According to the other evaluation methods using thresholds, an average deviation of 5.750 cables may be allowed to pass the training. However, in Table 2, the trainee failed in four out of sixteen course alterations to keep average steering angles within the range of the experts’ average steering angles. The result denotes that twenty-five percent of the course alteration is not close to the experts’ yet. The simulated ship-handling training could be evaluated more objectively when the trainee passes the threshold-based criteria and achieves a similar steering ability to experts.

5. Conclusions

The background of this research was the development of unmanned and autonomous ships. Due to the present trend of increasing the responsibility of navigators and decreasing the required number of human operators, there are questions about automated systems in terms of safety [24]. In addition, the responsibility in urgent situations stays on the human operator; it is necessary to develop a proficient evaluation model for future navigators. Hence, the authors focused on evaluation methods of simulated ship-handling training, especially on average steering angle in altering. Unlike other research using threshold-based criteria, the proposed model achieved comparable expert data as evaluation criteria. Probabilistic methods accurately estimated and populated non-covered expert data, and the trendlines of average steering angle recovered. Afterward, sample evaluation was conducted using the trainee’s simulated ship-handling training result.

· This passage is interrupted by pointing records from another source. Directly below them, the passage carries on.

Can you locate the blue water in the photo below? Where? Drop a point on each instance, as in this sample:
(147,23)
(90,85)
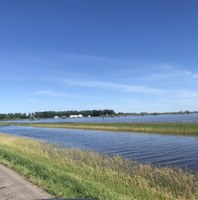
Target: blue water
(146,118)
(181,151)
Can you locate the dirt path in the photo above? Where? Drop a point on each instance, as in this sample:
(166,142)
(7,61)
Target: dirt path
(16,187)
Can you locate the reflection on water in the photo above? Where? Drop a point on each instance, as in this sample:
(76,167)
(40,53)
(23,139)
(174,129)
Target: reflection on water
(158,149)
(146,118)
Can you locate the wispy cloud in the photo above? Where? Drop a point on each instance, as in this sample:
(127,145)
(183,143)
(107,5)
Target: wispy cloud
(114,86)
(51,93)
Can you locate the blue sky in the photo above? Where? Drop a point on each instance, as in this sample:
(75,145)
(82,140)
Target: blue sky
(130,56)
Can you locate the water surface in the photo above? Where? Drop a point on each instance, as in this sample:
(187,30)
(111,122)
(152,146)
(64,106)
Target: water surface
(157,149)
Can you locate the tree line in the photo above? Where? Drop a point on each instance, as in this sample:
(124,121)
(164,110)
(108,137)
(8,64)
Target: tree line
(62,114)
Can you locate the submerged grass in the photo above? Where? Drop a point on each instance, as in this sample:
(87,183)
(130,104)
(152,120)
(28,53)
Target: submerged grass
(164,128)
(71,173)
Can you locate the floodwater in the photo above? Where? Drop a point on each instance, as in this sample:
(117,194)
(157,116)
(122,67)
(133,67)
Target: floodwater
(180,151)
(139,119)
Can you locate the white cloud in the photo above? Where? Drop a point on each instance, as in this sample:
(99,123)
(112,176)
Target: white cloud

The research used the hidden Markov model beside the neural networks in the estimation. As this research aims to populate the expert data for educational purposes using a simulated environment, the process of the proposed model has to be explainable and expendable. In the proposed methods, the data generated during the process stay. Hence, the additional evaluation criteria, such as the experts’ steering sequences, can be used further. Moreover, the HMM model is based on the transition of states from actual navigators’ steering and course alteration. Hence, the result of any course alteration would be in the range of actually conducted ones. Taking those as an advantage, even the neural network models could have better estimation performance; as mentioned earlier the research used the hidden Markov model.

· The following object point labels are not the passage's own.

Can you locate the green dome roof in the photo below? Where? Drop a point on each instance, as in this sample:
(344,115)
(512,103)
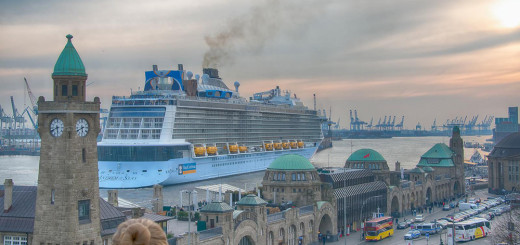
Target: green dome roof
(291,162)
(366,155)
(217,207)
(69,63)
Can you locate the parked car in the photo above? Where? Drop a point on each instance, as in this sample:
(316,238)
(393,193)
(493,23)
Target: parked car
(428,228)
(410,235)
(403,225)
(419,218)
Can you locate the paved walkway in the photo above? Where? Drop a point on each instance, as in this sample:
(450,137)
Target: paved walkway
(397,238)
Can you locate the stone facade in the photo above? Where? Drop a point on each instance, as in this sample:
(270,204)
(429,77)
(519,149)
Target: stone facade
(250,223)
(67,204)
(504,165)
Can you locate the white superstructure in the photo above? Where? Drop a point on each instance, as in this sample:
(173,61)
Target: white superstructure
(181,130)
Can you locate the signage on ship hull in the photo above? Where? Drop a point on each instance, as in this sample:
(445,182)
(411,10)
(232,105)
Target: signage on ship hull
(187,168)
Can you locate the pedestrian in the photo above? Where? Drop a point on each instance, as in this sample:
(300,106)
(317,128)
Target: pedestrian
(139,231)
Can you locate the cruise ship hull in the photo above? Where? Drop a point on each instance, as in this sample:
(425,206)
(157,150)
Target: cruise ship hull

Limitations and future works remain for further consideration. As a limitation of the present research, even though the proposed model populates the experts’ data, the data are still restricted to the original ship’s movement tendency. The tendency is inevitably influenced by the environmental factors of the target ship, such as the water area and traffic route. In future work, the ship’s speed has to be sophisticatedly measured in the probability calculation, because the course alteration differs along the speed. External forces such as wind and current should also be considered as well. Additionally, the model still requires a single target ship’s original data for each type of ship. Understanding this limitation, the authors will improve the model for real applications for objective ship-handling ability evaluation.